Let us consider a system of N nodes with n_r of degree r and with probability p_rs that a node of degree r is connected to a node of degree s. The entropy of the nodes of the network (up to an additive constant) is:

Ω = - \sum_{r} n_{r} \log n_{r}

which we are going to maximise subject to the constraint

𝒞 (n_{r}) = constant

The usual method of Lagrange multipliers gives

\frac{\partial 𝒞}{\partial n_{r}} = - \frac{1}{β} \log n_{r}

where we neglect an additive constant related to the total number of nodes, or

𝒞 = - β^{- 1} \sum_{r} \int d n_{r} \log n_{r}

Thus, for any distribution n_r, we can construct appropriate constraints.

To avoid confusion, note that the n_r values are not all independent, so the integration cannot be carried out unless they are known explicitly. For example, if we want an exponential network, we have $n_{r} = n_{0} e^{- β r}$ , hence $𝒞 = \sum r n_{r}$ (up to a constant) as expected.

To construct a network with given constraint, we begin from an arbitrary network, for example a random network or an ordered one. We then make some rewiring, subject to maintenance of the constraints, and test to see if the entropy is increased by this action. If it is, we accept the new network and continue. If it is not, then we accept the new configuration with probability $\exp (- k_{1} Δ Ω)$ , where k is a constant set by trial and error to improve the convergence of the process. The rewiring is continued until the constrained entropy is maximised.

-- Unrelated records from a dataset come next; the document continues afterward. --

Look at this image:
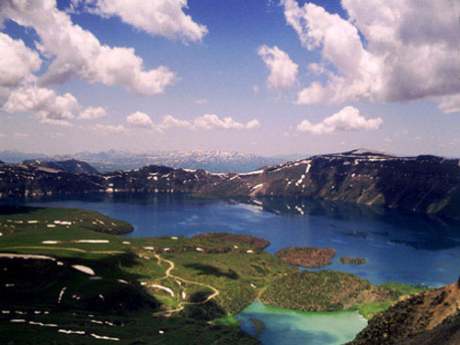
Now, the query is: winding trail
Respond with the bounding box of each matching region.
[150,254,220,316]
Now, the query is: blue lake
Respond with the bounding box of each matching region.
[17,195,460,345]
[238,302,367,345]
[22,195,460,286]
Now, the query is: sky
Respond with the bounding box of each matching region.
[0,0,460,157]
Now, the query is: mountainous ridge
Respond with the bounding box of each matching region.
[0,150,292,173]
[0,150,460,218]
[348,283,460,345]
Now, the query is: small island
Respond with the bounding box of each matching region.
[0,208,428,345]
[340,256,367,265]
[276,247,335,268]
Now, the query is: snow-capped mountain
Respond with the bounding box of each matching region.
[0,150,298,172]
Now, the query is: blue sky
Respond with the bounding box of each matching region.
[0,0,460,156]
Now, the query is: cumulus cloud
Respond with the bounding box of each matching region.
[2,85,106,126]
[0,0,176,95]
[283,0,460,111]
[258,45,299,89]
[159,115,192,130]
[79,107,107,120]
[439,94,460,113]
[193,114,260,130]
[126,111,154,128]
[3,86,80,126]
[84,0,208,42]
[0,32,41,87]
[126,111,260,132]
[297,106,383,135]
[94,123,126,134]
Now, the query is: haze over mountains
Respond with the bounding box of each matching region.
[0,150,296,173]
[0,150,460,219]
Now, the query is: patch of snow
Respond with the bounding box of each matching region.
[0,253,56,261]
[238,169,264,176]
[42,240,61,244]
[58,286,67,304]
[72,240,110,244]
[72,265,96,276]
[29,321,58,327]
[58,329,86,335]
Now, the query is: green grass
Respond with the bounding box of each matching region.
[356,301,393,320]
[0,206,133,235]
[0,204,428,345]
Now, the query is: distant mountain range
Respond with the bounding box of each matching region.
[0,150,300,173]
[0,150,460,219]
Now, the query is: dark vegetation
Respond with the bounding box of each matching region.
[340,256,367,265]
[350,284,460,345]
[0,208,432,345]
[276,247,335,267]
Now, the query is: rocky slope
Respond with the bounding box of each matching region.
[24,159,99,175]
[349,284,460,345]
[0,150,460,218]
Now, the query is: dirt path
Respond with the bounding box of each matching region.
[2,246,126,255]
[154,254,220,316]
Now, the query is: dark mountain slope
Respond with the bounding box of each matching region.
[23,159,99,175]
[0,150,460,219]
[349,284,460,345]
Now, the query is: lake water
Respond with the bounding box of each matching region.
[19,195,460,345]
[238,302,367,345]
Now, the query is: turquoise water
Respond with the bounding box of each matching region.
[16,195,460,345]
[22,195,460,286]
[238,302,367,345]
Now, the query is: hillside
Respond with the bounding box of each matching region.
[0,208,424,345]
[0,150,460,218]
[23,159,99,175]
[349,284,460,345]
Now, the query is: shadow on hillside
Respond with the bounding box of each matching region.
[184,263,240,280]
[0,204,43,216]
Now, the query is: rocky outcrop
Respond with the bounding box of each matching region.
[23,159,99,175]
[349,284,460,345]
[340,256,367,265]
[0,150,460,219]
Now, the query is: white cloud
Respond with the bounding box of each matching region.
[0,0,176,95]
[126,111,260,132]
[3,86,80,126]
[245,119,260,129]
[126,111,154,128]
[79,107,107,120]
[439,94,460,113]
[94,123,126,134]
[193,114,260,130]
[159,115,192,130]
[283,0,460,110]
[297,106,383,135]
[0,32,41,87]
[258,45,299,89]
[86,0,208,42]
[195,98,208,105]
[2,85,106,126]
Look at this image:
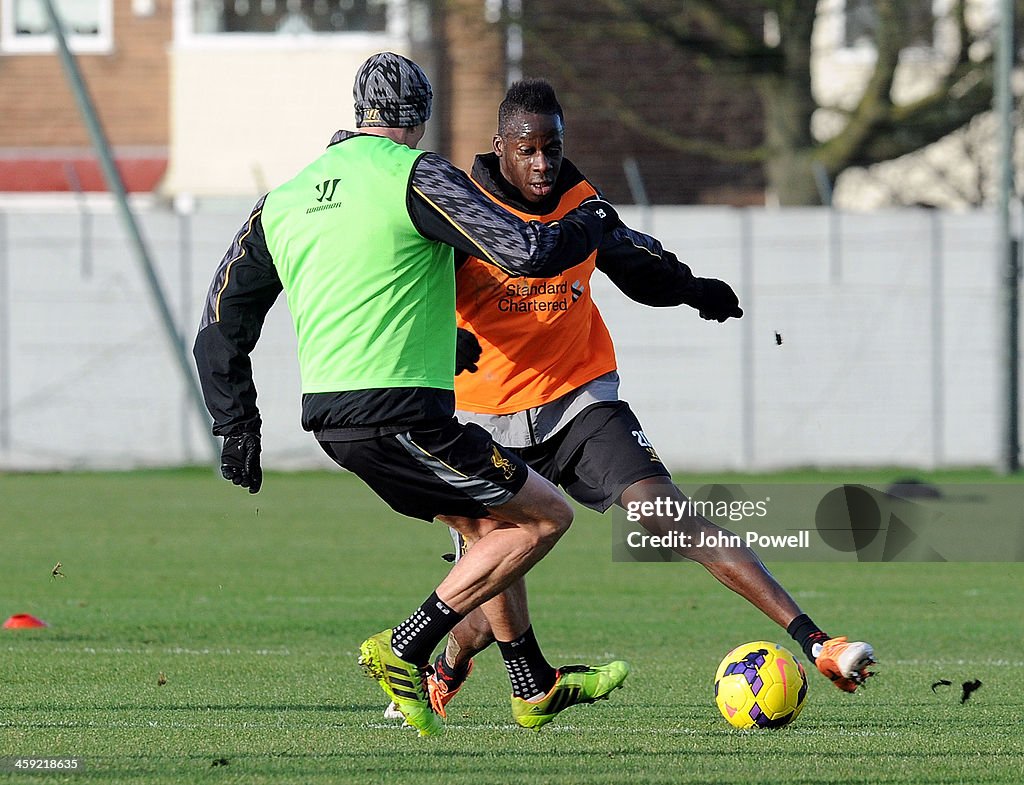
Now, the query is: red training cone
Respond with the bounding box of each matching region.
[3,613,49,629]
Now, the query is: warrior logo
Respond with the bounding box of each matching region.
[316,177,341,202]
[490,447,515,480]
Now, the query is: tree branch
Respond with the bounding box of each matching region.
[843,61,993,172]
[602,0,782,74]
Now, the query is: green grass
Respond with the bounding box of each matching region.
[0,470,1024,785]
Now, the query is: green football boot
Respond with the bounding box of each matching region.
[512,660,630,730]
[359,629,444,736]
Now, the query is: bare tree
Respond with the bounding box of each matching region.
[523,0,1024,205]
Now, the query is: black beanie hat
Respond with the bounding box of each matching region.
[352,52,433,128]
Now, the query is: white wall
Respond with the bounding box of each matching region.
[0,201,1011,469]
[161,36,421,197]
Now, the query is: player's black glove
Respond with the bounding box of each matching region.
[696,278,743,321]
[220,433,263,493]
[455,328,483,376]
[579,197,623,231]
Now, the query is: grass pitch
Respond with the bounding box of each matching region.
[0,470,1024,785]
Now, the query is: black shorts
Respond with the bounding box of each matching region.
[511,401,672,513]
[319,418,529,521]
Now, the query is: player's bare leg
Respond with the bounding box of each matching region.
[436,471,572,614]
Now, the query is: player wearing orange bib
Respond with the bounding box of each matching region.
[380,80,873,724]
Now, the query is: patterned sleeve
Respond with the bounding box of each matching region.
[410,152,604,277]
[193,197,282,436]
[597,226,699,307]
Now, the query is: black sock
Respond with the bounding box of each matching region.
[498,626,555,699]
[391,593,462,665]
[785,613,828,662]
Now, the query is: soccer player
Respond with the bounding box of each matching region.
[403,80,874,711]
[194,52,629,736]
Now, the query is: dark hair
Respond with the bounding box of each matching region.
[498,79,565,135]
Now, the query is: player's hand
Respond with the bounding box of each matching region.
[220,433,263,493]
[578,197,623,232]
[455,328,483,376]
[697,278,743,321]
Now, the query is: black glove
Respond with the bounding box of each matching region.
[696,278,743,321]
[579,197,623,232]
[220,433,263,493]
[455,328,483,376]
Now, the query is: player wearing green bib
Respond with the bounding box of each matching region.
[194,52,629,736]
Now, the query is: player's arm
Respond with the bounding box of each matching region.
[409,154,618,277]
[193,198,282,493]
[597,226,743,321]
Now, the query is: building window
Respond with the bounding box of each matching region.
[188,0,398,36]
[0,0,114,52]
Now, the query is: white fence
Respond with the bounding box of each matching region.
[0,203,1000,470]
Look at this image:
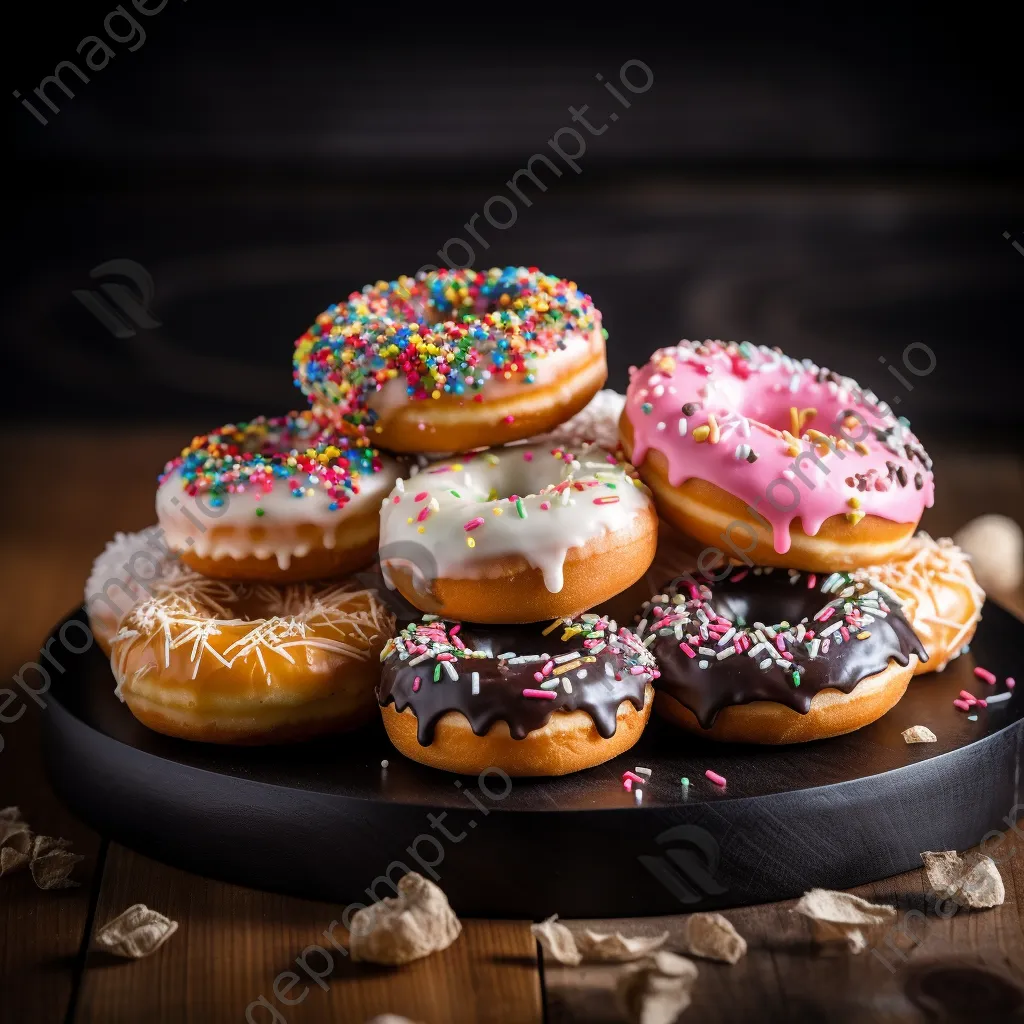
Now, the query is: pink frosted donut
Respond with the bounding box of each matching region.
[620,341,935,572]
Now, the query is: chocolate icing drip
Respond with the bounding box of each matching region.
[377,616,657,746]
[640,568,927,729]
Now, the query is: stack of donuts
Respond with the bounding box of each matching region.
[86,267,984,775]
[620,341,984,743]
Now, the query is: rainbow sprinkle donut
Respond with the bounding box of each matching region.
[295,266,607,452]
[157,411,398,583]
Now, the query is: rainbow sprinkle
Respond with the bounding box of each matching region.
[294,266,600,432]
[159,412,381,516]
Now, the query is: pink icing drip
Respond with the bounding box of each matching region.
[626,342,935,554]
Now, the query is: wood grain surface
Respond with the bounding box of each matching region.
[0,429,1024,1024]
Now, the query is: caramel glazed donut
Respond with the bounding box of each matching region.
[111,583,394,743]
[864,530,985,675]
[637,567,926,743]
[377,612,657,775]
[380,444,657,623]
[620,341,935,572]
[157,412,398,583]
[295,266,607,453]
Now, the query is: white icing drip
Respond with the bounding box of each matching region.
[381,444,652,593]
[157,455,398,570]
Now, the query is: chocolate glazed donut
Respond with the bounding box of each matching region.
[637,567,927,743]
[377,613,657,775]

Note that the similarity here to the Metropolis algorithm [9] is superficial only. We are not suggesting that the steady-state properties of the network are determined by an average over this ensemble. Rather the approach is intended to prevent the network settling into configuration with a shallow local maximum of entropy. Even so, the solution is not expected to be unique in those cases where the distribution of nodal degrees does not completely characterise the network. (For example, various different networks with the same scale free node distribution are known [10].)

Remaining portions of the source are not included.